Service, infrastructure, capacity, and revenue
While energy development can be associated with new tax revenue, the ability to direct adequate amounts of revenue to the appropriate jurisdiction to best address impacts, and at the right time, is a common problem in areas that host energy development. Local governments often spend significant time and energy making the case for fiscal support from state government and industry. The growing need for police, fire protection, roads, water treatment, landfills, and other government activities all can be costly and grow dramatically during a period of energy development. Accurate and strategic fiscal reporting can be essential for effective local government requests for assistance with these increased costs.
Quality of life and other local concerns
Engaging the public in conversations about local assets that are valuable socially and economically is critical to an effective monitoring program. Understanding what these assets are—whether favored hunting areas, trout streams, viewsheds, or other resources—and then committing to monitoring the health and condition of these assets in a systematic way over time is important to adjusting or reforming energy development to protect locally prized areas or amenities.

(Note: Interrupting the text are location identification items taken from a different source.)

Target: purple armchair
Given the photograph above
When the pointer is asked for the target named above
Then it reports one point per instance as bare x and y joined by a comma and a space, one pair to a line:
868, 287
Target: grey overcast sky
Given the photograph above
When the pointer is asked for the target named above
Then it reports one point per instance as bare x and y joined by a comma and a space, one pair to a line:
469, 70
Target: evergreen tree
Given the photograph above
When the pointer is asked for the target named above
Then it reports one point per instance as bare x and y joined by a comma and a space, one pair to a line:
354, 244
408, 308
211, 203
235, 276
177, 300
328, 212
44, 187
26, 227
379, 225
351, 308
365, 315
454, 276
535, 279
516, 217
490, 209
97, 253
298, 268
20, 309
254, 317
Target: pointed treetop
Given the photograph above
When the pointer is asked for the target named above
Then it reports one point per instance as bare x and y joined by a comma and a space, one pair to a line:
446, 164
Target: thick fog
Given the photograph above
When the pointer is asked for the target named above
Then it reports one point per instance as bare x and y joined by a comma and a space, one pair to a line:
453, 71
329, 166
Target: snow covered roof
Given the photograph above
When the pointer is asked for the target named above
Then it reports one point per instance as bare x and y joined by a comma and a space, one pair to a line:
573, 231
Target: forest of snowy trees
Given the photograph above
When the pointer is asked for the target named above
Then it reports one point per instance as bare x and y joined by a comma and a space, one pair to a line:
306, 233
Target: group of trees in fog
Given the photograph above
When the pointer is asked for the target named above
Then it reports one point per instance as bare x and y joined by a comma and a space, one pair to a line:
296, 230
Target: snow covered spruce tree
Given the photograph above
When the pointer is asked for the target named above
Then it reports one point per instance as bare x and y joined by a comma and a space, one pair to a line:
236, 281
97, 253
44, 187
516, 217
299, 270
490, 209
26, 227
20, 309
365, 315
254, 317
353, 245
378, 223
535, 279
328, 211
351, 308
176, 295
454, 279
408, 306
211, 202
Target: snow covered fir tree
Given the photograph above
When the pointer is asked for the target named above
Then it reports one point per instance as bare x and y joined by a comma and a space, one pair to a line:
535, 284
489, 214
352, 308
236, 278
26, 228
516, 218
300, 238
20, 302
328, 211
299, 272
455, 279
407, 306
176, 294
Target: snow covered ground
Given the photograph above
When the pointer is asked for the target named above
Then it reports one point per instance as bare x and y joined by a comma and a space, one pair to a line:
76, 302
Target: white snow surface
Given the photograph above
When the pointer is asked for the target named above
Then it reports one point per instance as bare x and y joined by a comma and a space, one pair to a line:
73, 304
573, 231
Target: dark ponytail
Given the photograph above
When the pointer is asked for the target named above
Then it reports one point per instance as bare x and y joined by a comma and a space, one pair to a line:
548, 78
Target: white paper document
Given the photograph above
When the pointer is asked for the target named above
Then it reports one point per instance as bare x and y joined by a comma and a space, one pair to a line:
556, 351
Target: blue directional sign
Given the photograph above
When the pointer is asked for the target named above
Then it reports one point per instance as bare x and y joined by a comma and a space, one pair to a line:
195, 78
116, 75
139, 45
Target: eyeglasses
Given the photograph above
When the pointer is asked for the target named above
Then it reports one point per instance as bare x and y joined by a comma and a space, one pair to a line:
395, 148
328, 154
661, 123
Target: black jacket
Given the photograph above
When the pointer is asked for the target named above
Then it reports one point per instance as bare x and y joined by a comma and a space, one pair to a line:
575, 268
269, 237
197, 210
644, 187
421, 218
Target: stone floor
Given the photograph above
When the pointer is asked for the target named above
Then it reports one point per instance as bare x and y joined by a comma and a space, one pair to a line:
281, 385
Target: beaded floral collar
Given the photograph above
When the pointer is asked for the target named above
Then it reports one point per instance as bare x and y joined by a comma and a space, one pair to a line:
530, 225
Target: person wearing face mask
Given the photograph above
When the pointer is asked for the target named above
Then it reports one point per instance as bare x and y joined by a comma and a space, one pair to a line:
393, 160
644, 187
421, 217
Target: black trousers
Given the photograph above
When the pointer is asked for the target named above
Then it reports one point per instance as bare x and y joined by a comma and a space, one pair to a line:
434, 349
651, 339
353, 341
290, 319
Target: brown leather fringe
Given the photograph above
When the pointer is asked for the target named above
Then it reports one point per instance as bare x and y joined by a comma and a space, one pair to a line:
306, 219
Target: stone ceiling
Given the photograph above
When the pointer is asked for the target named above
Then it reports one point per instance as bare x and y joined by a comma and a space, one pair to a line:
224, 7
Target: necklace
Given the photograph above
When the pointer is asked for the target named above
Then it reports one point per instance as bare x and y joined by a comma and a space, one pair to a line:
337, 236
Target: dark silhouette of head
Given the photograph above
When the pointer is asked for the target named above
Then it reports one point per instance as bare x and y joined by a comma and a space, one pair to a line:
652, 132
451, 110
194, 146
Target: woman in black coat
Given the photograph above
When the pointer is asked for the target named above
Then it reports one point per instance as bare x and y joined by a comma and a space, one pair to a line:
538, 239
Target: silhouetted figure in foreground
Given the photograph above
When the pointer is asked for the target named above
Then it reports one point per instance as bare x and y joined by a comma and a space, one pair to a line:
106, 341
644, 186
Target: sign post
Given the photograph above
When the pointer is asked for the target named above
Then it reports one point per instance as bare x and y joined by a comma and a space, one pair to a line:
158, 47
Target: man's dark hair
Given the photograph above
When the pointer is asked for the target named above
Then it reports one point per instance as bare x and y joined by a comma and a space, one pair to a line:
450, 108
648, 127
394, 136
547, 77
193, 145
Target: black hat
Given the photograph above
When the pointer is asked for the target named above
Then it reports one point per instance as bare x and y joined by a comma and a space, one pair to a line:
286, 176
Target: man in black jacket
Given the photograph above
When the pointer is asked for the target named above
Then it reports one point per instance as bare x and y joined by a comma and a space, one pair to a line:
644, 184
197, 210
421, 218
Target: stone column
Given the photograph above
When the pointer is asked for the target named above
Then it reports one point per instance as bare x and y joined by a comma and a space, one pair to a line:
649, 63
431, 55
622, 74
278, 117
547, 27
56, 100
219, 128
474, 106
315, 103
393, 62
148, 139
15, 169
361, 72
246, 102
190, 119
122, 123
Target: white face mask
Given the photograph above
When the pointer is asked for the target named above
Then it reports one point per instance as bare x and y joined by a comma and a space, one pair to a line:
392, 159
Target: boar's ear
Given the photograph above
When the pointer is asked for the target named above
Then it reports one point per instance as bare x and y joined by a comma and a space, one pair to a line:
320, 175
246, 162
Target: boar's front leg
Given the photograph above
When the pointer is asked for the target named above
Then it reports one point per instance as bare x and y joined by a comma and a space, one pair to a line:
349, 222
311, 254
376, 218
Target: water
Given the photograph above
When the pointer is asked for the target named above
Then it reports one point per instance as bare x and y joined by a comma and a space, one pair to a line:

How to Approach the Task of Monitoring
The following strategic considerations apply to developing an approach and process for monitoring social and economic impacts.
Timing and continuity
The most effective monitoring programs collect baseline pre-development data and continue to gather data even after energy development slows down. Today, many monitoring efforts operate only for a short time, and it is difficult to utilize these limited data effectively to implement needed mitigation or reforms.
Coordination
It often is most efficient to assign the task of data aggregation and analysis to one office that covers an entire energy development area rather than splitting the tasks among many jurisdictions. This allows for pooling of technical resources with clearer lines of authority and accountability. Consolidating data also can help uncover trends or connections across a broader area and is less likely to be interrupted. In addition, coordination between political jurisdictions is important because the impacts of drilling may be shared by larger areas that have a stake in effective monitoring and mitigation.
Engagement and transparency
It is not always necessary to engage a formally-trained consultant to execute data collection, although third parties can help think through technical issues such as survey design. Some datasets must be collected locally, and the most informative survey efforts may be those designed and executed by the community, for the community. This also can lead to fewer “closed doors” or the perception that some stakeholders have more influence than others.
Funding and clear goals
Rural areas often lack sufficient resources on their own for monitoring, and it may be especially difficult to provide resources necessary to establish baseline conditions or conduct adequate follow up monitoring, mitigation, or adaptation. To supplement limited local funding, communities should seek out alternative sources of financing wherever possible—whether from academic institutions, state governments, foundations, or a combination of these and other sources. Setting clear, achievable goals helps to maximize limited resources; while also managing expectations for what can be accomplished.
Monitoring can help local governments better understand the socioeconomic impacts caused by energy development, and support requests to industry and state government for assistance to implement appropriate mitigation. Effective monitoring also is an essential part of adaptively managing drilling activity to minimize negative impacts while maximizing benefits.